Un assaggio di come potrebbe essere un’Europa a maggioranza di centrodestra si è avuto ieri, con la votazione da parte del Parlamento Ue sul nuovo regolamento in materia di imballaggi, il Packaging and Packaging Waste Regulation (Ppwr). Con 426 voti a favore, 125 contrari e 74 astensioni è passata una versione edulcorata del provvedimento, grazie agli emendamenti approvati sotto la pressione soprattutto dell’Italia, paladina degli interessi del mondo aziendale che ruota intorno ai produttori di plastica, agli agricoltori, al mondo del riciclo. Il prossimo passo prevede i colloqui tra il Parlamento e i governi nazionali sulla forma finale della legge, una volta che il Consiglio avrà adottato la sua posizione.

Salvi molti dei punti-chiave del regolamento. Primi tra tutti gli obiettivi di riduzione dei rifiuti prodotti dagli imballaggi: il 5 per cento entro il 2030, il 10 per cento per il 2035 e il 15 per cento entro il 2040. I deputati hanno poi proposto obiettivi specifici di riduzione dei rifiuti per gli imballaggi in plastica (10 per cento entro il 2030, 15 per cento entro il 2035 e 20 per cento entro il 2040).

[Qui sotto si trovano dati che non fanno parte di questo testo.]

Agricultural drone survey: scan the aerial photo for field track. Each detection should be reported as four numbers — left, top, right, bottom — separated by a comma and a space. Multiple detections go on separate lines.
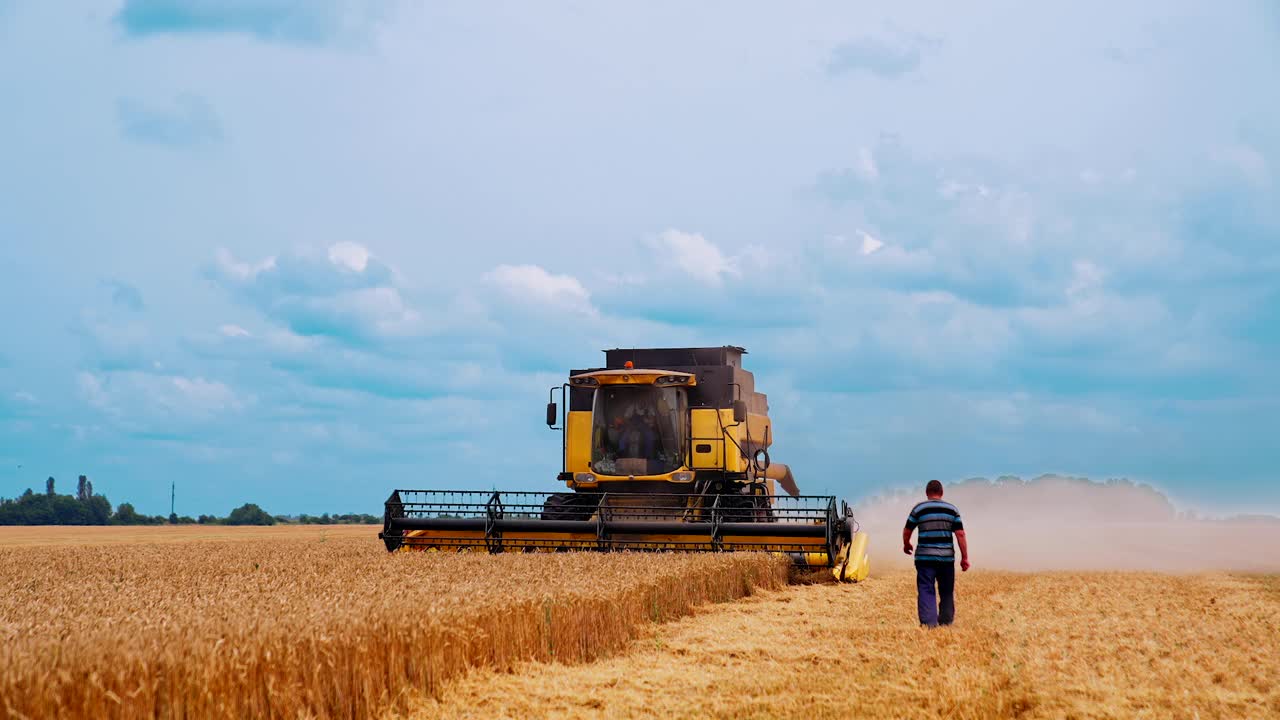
409, 569, 1280, 720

Ma come ha sottolineato il vicepremier Antonio Tajani, c’è stata «al Parlamento europeo una grande vittoria di Forza Italia e del Ppe con importanti modifiche al regolamento sugli imballaggi. Bloccata la deriva populista sul riuso spinto che penalizza industria e agricoltura». Soddisfazione anche da Pd per l’inserimento della deroga «per tutti quei paesi che, come l’Italia, negli ultimi anni hanno investito in un sistema di riciclo ad alta qualità, tra i più efficienti a livello europeo: chi raggiungerà l’85% di quota di riciclo degli imballaggi interessati sarà infatti esentato dall’obbligo di riuso».

Da mesi le lobby premevano per modificare un provvedimento che si propone di limitare la produzione di rifiuti riducendo gli imballaggi e l’usa-e-getta, e di incentivare il riuso. Uno scenario che spaventa tanti, dai fornitori di insalata in busta ai produttori di bicchierini di carta, come Antonio D’Amato, presidente del gruppo d’imballaggi in Seda, secondo il quale sarebbe a rischio il 30% del Pil italiano.

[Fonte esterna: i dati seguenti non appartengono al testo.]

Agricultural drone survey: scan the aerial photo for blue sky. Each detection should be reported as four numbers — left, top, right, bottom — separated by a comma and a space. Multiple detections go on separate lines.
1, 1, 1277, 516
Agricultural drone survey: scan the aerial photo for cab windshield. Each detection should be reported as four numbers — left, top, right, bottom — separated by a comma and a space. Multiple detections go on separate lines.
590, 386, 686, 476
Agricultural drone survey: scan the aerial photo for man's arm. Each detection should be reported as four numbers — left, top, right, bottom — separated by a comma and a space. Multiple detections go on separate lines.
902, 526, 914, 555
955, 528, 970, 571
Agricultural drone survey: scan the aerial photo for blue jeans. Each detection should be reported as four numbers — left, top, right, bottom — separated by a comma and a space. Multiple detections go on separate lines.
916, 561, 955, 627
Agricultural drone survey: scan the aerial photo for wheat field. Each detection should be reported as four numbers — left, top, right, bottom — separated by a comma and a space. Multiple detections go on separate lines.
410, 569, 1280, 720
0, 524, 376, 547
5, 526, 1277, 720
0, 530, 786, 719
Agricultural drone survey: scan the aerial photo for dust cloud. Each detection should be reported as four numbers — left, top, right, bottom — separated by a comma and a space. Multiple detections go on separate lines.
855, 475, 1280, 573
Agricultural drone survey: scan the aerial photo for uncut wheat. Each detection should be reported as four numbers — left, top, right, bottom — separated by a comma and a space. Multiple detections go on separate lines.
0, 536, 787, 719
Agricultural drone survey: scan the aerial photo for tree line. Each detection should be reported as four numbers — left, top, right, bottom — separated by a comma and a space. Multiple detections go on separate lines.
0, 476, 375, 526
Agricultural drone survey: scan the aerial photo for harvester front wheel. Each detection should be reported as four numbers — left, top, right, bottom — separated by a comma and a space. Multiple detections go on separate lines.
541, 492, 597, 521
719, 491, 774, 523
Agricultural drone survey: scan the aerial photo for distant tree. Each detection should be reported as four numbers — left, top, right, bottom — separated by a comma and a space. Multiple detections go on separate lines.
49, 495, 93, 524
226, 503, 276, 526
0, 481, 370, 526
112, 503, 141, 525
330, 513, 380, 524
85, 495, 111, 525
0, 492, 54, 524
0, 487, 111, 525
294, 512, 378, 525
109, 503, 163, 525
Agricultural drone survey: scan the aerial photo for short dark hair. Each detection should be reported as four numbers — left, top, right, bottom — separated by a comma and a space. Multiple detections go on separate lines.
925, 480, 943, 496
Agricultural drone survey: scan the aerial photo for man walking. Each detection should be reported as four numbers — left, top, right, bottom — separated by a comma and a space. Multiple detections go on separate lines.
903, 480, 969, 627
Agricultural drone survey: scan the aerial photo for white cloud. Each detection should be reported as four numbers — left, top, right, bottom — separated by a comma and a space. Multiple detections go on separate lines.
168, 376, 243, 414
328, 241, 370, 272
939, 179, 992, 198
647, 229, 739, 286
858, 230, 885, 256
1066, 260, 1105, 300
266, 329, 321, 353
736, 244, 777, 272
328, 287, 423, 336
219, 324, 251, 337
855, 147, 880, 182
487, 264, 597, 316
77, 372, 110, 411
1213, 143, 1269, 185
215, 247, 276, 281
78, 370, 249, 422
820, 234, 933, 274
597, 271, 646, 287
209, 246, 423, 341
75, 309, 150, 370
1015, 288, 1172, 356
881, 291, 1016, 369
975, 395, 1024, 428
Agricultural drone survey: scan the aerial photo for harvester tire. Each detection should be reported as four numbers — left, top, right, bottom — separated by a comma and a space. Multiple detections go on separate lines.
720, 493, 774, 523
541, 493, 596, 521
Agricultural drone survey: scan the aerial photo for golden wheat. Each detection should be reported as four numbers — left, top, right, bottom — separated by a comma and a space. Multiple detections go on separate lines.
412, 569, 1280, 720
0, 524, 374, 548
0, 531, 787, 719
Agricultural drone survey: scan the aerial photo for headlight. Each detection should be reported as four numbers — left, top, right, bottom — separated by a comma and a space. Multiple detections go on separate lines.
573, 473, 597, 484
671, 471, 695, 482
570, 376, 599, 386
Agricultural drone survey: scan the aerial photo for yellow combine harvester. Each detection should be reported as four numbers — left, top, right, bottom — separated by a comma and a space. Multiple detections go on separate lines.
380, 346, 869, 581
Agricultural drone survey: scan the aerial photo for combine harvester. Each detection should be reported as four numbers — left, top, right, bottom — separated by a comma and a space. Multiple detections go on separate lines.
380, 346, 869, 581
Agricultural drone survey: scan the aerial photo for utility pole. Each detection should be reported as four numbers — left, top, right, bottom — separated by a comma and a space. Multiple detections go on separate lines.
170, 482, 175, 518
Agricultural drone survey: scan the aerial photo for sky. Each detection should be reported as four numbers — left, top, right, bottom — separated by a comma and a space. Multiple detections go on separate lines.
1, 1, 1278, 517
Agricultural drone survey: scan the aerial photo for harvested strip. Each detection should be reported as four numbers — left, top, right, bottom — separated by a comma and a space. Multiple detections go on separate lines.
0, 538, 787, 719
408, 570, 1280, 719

Una cifra abnorme, citata anche dalla Coldiretti e da altre associazioni imprenditoriali, che non si capisce da dove venga fuori: nel 2022, il valore dell’agroalimentare era pari al 2,2 per cento dell’economia italiana, l’industria alimentare valeva l’1,6 per cento, per un totale di circa 70 miliardi di giro d’affari. Se poi aggiungiamo i 36 miliardi di fatturato dell’industria del packaging, gli 8,5 miliardi di euro dei costruttori di macchine per il confezionamento, si arriva a 114,5 miliardi, ben lontano dai 572 miliardi equivalenti al 30 per cento del Pil.

Oltre a paventare la perdita di migliaia di posti di lavoro, le lobby sostengono che il riuso dei bicchieri o dei contenitori per il cibo consumerebbe più acqua e produrrebbe più Co2 rispetto all’utilizzo di confezioni usa-e-getta.

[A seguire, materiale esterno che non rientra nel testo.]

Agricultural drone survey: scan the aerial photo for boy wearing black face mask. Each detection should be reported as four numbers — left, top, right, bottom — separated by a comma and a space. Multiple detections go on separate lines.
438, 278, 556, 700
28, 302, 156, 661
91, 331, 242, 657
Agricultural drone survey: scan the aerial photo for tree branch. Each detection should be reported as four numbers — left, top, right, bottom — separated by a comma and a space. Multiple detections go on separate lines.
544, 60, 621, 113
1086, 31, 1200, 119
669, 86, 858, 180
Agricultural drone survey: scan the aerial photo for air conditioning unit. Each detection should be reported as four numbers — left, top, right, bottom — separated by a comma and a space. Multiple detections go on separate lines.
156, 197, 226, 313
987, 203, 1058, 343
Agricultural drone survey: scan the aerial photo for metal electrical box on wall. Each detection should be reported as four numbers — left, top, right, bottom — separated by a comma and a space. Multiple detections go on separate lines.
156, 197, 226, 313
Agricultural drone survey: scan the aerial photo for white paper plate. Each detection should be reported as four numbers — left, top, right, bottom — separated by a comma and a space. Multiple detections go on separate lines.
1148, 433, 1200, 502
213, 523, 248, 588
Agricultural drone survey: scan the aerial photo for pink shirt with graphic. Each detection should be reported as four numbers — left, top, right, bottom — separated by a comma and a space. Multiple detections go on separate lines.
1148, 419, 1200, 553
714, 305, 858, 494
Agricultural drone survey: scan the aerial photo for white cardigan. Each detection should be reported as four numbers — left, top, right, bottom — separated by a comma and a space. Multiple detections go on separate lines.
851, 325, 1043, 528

Queste tesi sono basate su vari studi che in realtà sono finanziati dalle stesse industrie. E che sono smentiti da un’indagine condotta dal Jrc, il braccio scientifico della Commissione Ue, che ha il compito di fornire prove indipendenti a sostegno dello sviluppo delle politiche europee: il centro ha avviato nel maggio 2023 uno studio i cui risultati preliminari mostrano che il riutilizzo ha impatti ambientali inferiori rispetto alle diverse alternative monouso, in particolare per emissioni di gas serra e consumo di acqua.